An autonomous AI agent at roughly $1,000 per run can now surface decade-old memory corruption bugs in production codebases, setting a new economic baseline for offensive security tooling. Anthropic's Mythos model independently found a 16-year-old H.264 flaw in FFmpeg for approximately $10,000, confirming this is a repeatable capability across multiple AI systems rather than a one-off result from depthfirst. Combined with Chrome 149's record 429 patches in a single release, the week marks a visible inflection where AI-generated vulnerability discovery is quantifiably outpacing human patch velocity.

Summary

depthfirst ran an autonomous AI agent across FFmpeg's 1.5 million lines of C code and found 21 zero-day vulnerabilities for approximately $1,000. Several bugs had been latent for 15 to 20 years, including a stack overflow dating to 2003 and undetected for 23 years. Most are heap or stack overflows in parsers and demuxers.
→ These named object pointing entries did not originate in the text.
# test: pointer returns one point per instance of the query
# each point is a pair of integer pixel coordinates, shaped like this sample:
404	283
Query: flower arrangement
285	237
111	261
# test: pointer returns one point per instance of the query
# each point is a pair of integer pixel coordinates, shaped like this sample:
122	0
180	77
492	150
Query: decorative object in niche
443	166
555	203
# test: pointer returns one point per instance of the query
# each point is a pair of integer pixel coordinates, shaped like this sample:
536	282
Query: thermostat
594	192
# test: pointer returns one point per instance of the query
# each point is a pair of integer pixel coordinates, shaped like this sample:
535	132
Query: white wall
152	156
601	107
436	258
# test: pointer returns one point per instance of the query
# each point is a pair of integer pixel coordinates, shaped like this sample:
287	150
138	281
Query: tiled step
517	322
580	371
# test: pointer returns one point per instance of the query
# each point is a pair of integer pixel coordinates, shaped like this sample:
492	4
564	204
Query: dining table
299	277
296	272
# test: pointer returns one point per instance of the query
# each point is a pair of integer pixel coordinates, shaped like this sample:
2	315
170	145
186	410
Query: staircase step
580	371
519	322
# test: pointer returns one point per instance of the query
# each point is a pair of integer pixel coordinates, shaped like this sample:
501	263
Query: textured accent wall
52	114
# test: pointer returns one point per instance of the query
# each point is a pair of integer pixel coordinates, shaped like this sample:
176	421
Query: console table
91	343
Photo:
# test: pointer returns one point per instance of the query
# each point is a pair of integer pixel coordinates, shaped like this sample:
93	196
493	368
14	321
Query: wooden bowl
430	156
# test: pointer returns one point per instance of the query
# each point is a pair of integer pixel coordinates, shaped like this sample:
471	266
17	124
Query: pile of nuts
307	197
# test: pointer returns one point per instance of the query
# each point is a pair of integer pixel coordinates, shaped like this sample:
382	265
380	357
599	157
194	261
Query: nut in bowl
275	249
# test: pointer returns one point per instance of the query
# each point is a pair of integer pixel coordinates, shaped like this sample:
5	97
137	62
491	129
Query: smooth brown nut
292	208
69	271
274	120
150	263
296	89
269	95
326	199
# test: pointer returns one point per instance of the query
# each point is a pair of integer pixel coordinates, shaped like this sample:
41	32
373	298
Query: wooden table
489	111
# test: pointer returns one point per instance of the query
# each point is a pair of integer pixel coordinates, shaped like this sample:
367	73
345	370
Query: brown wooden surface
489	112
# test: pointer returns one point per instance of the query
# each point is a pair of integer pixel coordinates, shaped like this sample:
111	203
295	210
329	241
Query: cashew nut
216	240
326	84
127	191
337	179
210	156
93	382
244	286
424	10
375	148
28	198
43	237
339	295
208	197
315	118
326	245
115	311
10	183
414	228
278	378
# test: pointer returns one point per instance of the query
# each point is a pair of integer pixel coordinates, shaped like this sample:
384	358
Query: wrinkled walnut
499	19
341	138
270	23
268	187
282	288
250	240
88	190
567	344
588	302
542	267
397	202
Essentially: (depthfirst, FFmpeg) a $1,000 run returned 21 zero-days in a heavily-audited codebase. - Nine CVEs assigned (CVE-2026-39210 through CVE-2026-39218), with proof-of-concepts published on GitHub - Anthropic's Mythos model separately found a 16-year-old H.264 flaw in FFmpeg for roughly $10,000 - Google shipped Chrome 149 with a record 429 patches the same week, over 100 rated critical or high AI-accelerated discovery is outrunning the industry's capacity to patch.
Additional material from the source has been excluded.